When you send a request with prompt caching enabled:
- The system checks if a prompt prefix, up to a specified cache breakpoint, is already cached from a recent query.
- If found, it uses the cached version, reducing processing time and costs.
- Otherwise, it processes the full prompt and caches the prefix once the response begins.
This is especially useful for:
- Prompts with many examples
- Large amounts of context or background information
- Repetitive tasks with consistent instructions
- Long multi-turn conversations
The cache has a 5-minute lifetime, refreshed each time the cached content is used.

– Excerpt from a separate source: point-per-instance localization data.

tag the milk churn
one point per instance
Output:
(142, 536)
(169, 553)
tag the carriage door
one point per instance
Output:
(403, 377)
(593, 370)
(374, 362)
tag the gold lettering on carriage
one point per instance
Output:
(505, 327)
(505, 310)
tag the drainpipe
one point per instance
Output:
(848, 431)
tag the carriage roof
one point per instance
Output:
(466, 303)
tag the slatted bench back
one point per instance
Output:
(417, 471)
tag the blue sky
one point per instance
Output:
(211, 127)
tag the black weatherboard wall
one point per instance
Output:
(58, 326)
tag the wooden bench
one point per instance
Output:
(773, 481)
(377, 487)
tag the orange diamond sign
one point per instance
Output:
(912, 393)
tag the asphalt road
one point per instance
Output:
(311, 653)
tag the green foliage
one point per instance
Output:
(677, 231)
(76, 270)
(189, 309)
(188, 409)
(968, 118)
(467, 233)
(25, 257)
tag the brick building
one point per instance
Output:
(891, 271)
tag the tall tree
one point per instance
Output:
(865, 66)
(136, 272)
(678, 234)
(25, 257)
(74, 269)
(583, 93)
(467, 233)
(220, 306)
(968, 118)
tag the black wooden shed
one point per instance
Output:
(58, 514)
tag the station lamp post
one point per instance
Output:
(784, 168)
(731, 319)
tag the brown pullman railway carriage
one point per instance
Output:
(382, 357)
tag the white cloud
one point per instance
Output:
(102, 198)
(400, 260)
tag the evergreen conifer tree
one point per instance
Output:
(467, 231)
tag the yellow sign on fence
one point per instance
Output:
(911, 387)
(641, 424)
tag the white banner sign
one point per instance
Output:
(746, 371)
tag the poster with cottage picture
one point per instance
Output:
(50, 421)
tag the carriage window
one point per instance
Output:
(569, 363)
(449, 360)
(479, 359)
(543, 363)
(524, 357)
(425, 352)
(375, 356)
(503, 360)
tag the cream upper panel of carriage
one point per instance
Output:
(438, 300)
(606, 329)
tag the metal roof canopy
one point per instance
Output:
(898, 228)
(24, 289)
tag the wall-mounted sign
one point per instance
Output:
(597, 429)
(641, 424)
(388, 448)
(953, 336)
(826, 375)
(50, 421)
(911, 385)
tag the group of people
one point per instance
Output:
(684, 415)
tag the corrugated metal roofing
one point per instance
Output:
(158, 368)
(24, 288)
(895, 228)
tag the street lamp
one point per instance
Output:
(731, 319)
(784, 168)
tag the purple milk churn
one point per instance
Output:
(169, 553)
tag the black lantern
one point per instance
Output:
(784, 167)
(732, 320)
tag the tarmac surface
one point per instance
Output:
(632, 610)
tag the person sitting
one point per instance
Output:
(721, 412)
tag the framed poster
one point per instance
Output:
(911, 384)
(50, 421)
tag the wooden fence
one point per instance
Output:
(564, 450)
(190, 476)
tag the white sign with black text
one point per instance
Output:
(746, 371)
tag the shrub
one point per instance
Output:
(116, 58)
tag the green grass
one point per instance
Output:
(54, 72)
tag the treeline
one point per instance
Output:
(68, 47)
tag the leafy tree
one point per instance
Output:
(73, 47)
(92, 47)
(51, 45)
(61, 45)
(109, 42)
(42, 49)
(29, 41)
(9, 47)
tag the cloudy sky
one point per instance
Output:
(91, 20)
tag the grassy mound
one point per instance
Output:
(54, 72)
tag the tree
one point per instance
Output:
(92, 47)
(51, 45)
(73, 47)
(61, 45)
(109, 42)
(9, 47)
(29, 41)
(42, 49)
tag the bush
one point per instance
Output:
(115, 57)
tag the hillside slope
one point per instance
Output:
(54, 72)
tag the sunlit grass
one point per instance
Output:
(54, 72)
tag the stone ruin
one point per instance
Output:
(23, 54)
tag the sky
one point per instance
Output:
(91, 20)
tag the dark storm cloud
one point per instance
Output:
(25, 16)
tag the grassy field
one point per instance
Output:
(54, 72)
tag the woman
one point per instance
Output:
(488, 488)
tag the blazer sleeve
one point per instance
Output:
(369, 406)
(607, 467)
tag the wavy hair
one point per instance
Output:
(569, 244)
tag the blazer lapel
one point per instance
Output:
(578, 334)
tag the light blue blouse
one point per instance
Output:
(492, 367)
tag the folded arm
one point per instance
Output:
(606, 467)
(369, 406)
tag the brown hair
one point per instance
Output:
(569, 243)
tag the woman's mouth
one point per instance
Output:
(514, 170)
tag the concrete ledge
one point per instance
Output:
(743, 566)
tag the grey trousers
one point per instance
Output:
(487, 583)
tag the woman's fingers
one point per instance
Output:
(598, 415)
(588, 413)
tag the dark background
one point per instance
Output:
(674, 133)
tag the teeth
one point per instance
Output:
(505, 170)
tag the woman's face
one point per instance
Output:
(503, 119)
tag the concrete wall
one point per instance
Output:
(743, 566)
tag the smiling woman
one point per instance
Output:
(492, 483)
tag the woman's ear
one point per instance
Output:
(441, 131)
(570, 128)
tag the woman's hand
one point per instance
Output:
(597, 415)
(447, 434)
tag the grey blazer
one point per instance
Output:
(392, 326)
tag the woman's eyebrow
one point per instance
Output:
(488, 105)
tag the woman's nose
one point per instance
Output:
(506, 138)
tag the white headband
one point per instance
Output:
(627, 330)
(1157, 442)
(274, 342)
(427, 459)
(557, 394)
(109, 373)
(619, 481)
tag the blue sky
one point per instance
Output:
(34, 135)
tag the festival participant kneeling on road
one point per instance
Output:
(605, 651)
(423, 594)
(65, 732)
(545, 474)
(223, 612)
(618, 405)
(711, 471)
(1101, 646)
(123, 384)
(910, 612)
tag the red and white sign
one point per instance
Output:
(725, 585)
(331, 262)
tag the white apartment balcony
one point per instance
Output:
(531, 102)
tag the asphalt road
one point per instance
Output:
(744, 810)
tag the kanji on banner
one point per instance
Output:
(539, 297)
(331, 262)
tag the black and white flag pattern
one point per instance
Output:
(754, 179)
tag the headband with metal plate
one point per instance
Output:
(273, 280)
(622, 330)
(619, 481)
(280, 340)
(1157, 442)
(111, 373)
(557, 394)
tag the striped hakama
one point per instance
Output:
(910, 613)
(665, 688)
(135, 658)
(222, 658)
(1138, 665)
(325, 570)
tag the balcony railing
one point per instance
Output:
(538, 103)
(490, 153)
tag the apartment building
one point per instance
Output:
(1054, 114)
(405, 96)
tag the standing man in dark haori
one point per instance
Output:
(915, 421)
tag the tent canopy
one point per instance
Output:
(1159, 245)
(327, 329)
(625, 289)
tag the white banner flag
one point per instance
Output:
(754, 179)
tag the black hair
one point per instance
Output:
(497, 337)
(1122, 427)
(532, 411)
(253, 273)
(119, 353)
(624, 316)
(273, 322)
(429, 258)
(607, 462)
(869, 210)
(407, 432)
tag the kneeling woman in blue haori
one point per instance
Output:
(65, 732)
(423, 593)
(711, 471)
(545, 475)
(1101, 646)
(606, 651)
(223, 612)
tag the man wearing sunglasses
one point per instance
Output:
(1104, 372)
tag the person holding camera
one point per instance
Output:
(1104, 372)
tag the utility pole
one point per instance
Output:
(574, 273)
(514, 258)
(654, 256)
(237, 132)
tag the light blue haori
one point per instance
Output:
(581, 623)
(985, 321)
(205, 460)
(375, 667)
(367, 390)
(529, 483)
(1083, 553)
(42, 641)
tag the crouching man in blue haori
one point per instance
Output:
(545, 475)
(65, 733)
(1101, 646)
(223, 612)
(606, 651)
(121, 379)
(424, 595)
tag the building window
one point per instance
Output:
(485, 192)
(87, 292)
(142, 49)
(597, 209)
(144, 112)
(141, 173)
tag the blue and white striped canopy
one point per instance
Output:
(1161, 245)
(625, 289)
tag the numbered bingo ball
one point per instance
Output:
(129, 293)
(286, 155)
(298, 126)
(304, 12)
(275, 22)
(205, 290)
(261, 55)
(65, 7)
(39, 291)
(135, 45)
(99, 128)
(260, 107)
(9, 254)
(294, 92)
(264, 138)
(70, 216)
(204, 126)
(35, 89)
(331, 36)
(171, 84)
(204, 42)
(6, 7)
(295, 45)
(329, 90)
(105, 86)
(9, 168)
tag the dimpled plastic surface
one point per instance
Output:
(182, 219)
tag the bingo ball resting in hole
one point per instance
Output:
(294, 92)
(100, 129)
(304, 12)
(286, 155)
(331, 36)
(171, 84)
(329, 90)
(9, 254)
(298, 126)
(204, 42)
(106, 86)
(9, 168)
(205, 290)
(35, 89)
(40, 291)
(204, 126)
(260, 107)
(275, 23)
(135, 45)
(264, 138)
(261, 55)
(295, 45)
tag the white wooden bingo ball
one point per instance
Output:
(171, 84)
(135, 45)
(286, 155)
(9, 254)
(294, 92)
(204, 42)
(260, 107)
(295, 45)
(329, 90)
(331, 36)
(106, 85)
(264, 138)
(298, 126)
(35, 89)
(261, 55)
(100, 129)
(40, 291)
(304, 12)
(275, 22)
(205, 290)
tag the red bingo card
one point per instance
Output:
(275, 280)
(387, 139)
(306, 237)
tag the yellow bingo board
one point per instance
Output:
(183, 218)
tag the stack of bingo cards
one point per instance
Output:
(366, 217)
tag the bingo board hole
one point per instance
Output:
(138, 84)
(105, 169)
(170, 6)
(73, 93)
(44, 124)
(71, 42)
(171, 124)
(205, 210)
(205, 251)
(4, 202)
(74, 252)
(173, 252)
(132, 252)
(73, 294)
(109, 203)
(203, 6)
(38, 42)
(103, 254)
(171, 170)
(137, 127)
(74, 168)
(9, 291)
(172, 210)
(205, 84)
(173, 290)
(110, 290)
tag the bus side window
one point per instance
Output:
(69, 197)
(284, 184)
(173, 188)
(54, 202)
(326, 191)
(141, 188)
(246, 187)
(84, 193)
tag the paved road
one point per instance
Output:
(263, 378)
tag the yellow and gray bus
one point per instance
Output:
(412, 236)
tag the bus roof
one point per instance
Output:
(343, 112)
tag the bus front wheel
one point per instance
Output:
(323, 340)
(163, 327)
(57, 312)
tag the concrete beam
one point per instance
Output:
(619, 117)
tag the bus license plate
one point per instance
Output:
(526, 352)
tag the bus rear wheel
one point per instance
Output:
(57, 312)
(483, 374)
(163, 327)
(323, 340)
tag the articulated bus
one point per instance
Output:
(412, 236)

Prompt caching pricing for Anthropic models
| Model | Base Input Tokens | Cache Writes | Cache Hits | Output Tokens |
|---|
| Claude 3.5 Sonnet | $3 / MTok | $3.75 / MTok | $0.30 / MTok | $15 / MTok |
| Claude 3.5 Haiku | $1 / MTok | $1.25 / MTok | $0.10 / MTok | $5 / MTok |
| Claude 3 Haiku | $0.25 / MTok | $0.30 / MTok | $0.03 / MTok | $1.25 / MTok |
| Claude 3 Opus | $15 / MTok | $18.75 / MTok | $1.50 / MTok | $75 / MTok |
Note:
- Cache write tokens are 25% more expensive than base input tokens
- Cache read tokens are 90% cheaper than base input tokens
- Regular input and output tokens are priced at standard rates
Supported models
Prompt caching is currently supported on:
- Claude 3.5 Sonnet
- Claude 3.5 Haiku
- Claude 3 Haiku
- Claude 3 Opus
Cache Limitations
The minimum cacheable prompt length is:
- 1024 tokens for Claude 3.5 Sonnet and Claude 3 Opus
- 2048 tokens for Claude 3.5 Haiku and Claude 3 Haiku
Shorter prompts cannot be cached, even if marked with cache_control. Any requests to cache fewer than this number of tokens will be processed without caching.